Saturday, June 21, 2014

Changing of the Blog

This blog has been spent following the California High Speed Rail.  To simply comment on a government caused impending train wreck is masochistic; this blog will turn to discussing the importance of sustainable transportation.

Impacts of Automobile Centric Urban Growth

Automobiles serve as the center of our car culture society.  In the US, nearly every aspect of one’s life is affected by the car.  At the foundation of urban design is transportation; how a person gets from one place to another.  The automobile, however, is wholly unsustainable.  To base a society on an unsustainable foundation is problematic.  With the automobile centric urban land-use design (urban growth centered around the automobile) based on unsustainability; its effects are seen environmentally, economically and socially.   

In Western Society, today’s Car Culture is the victim of its own doing.  Automobile and related industries have far reaching cultural effects beyond what is easily seen from environmental damage.  Throughout the 100 year history of the automobile and the aggregate of related industries producers; financial success has been its primary goal, a reasonable business objective.  In an automobile centric society, however, there are further reaching consequences that effect its participants to this car culture and the simple goals aspired by product manufactures to increase sales.    

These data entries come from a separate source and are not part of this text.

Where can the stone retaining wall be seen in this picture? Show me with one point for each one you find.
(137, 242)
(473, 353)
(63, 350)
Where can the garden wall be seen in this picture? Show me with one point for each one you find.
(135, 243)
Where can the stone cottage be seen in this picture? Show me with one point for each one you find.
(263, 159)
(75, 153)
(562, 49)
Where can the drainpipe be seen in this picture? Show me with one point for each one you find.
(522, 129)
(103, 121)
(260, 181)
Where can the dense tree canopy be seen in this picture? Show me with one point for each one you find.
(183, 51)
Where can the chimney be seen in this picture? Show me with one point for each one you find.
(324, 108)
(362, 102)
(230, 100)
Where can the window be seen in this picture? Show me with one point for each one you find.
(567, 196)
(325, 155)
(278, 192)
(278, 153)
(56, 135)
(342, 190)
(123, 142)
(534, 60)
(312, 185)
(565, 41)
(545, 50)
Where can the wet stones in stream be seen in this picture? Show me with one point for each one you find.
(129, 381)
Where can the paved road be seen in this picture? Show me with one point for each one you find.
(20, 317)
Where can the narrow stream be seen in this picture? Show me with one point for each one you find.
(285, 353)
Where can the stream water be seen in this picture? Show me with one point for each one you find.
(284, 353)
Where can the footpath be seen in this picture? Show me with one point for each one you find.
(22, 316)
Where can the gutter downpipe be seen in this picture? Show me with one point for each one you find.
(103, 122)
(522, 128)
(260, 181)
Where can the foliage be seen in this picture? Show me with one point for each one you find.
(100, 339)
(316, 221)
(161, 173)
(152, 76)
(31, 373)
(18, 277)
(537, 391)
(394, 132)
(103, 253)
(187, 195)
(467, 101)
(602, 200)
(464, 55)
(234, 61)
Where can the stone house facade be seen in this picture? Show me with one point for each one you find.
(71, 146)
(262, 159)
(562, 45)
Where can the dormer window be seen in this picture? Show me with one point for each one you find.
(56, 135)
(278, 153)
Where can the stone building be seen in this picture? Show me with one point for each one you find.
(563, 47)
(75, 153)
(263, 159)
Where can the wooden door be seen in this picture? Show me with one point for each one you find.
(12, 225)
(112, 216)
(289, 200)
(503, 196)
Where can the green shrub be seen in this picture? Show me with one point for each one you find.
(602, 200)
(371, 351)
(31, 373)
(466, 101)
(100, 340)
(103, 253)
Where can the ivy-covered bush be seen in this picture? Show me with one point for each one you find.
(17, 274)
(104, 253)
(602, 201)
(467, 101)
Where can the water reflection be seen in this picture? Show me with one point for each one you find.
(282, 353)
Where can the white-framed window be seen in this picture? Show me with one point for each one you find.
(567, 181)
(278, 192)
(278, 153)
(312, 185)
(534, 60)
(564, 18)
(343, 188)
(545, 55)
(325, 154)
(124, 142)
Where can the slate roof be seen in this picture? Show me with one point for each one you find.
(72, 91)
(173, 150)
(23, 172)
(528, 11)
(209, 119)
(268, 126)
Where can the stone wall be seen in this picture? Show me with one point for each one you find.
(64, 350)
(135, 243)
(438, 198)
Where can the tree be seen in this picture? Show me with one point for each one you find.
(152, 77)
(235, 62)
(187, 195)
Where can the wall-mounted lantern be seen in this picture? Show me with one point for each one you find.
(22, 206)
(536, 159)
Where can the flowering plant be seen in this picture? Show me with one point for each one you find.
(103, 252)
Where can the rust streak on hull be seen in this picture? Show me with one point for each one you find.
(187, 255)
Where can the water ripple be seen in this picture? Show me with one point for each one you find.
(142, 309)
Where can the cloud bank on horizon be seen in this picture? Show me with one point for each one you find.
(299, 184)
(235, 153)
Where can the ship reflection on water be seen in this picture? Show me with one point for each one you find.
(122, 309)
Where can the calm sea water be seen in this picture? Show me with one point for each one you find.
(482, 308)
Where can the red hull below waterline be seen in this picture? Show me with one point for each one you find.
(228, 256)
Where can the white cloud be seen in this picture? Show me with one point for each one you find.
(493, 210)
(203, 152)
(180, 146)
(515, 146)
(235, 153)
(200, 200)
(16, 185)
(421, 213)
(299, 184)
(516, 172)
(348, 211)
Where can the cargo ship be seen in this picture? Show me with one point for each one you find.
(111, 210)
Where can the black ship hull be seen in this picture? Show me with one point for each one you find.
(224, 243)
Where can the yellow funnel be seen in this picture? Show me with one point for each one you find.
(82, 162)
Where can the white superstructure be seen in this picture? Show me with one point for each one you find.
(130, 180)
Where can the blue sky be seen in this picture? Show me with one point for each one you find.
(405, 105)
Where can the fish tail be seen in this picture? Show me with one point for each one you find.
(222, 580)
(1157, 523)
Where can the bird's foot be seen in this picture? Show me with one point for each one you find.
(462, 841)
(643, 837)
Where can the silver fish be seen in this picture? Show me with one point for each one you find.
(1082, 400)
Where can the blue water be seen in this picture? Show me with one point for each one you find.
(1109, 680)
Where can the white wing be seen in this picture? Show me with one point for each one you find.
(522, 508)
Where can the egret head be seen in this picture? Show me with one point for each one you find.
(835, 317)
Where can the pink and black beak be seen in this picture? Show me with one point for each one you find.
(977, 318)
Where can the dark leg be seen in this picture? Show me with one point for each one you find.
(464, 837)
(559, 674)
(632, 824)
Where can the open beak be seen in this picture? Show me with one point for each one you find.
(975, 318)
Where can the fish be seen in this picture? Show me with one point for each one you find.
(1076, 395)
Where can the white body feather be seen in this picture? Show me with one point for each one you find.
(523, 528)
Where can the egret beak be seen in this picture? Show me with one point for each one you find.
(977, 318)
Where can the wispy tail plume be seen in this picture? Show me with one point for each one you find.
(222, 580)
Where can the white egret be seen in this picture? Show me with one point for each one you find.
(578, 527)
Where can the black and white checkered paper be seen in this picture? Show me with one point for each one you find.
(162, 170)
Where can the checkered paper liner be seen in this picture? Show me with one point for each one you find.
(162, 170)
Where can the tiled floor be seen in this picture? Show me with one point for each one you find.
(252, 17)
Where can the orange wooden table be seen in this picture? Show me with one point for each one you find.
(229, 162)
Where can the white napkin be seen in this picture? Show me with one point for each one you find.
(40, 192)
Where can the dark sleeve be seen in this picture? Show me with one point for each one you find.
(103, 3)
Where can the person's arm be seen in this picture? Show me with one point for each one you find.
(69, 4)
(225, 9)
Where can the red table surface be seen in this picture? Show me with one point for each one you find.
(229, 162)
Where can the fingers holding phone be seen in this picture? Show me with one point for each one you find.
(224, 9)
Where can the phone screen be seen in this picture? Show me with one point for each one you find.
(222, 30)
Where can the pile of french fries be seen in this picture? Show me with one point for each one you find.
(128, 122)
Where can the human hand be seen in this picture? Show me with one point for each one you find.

These negative impacts of an automobile’s inefficient nature are magnified over time when used as the base of society.  An automobile centric car culture is an amalgamation of inefficiencies that include land consumption for urban growth.  

In considering what makes the automobile unsustainable, one measure is its basic energy inefficiency.  An average car weighs three thousand pounds.  In terms of inefficient, this says it takes a 3,000 pound car to carry a 200 pound load (one occupant).  The larger the vehicle, the heavier it is and the more energy is spent carrying its own weight. 

The impact of a car’s ability to become more energy efficient regarding its fuel consumption, however, has no bearing on the inefficiency of travel time to society in traffic congestion and the reflecting lower local economic productivity.  This again, complies with the nature of building a society on an unsustainable foundation.

In an automobile centric society, land consumption is engulfed by the automobile. Including freeways, surface streets, driveways, shopping mall parking and other parking, a staggering seventy percent of all land in automobile centric urban land use design (sprawl) is consumed by the automobile.  The human component is insignificant and the automobile is parked 95% of its life.

In his book, The High Cost of Free Parking; UCLA Professor of Urban Planning, Donald Shoup, explains the many negative design issues associated with automobile parking.  He reasons that free parking is a terribly expensive public subsidy.

The result of basing our culture on an un-sustainable single source for mobility gives us uncontrollable traffic congestion, destructive stress-related behavior, reduced productivity due to commute time, increasingly negative social impacts from the isolationism of single-occupancy vehicles, sky-rocketing fuel costs, declining air quality, and loss of prime production farm land.

Automobile oriented areas are unfriendly to any other form of transportation.  Not only is walking on a freeway hazardous, it is illegal.  Freeway systems are visually intrusive, noisy, stressful to navigate, the vehicles generate negative impacts of poor air quality, and with the increase in fuel costs at the pump; have produced negative impacts to local economies.  Society needs transportation methods that alleviate all levels of harm to reach sustainability.  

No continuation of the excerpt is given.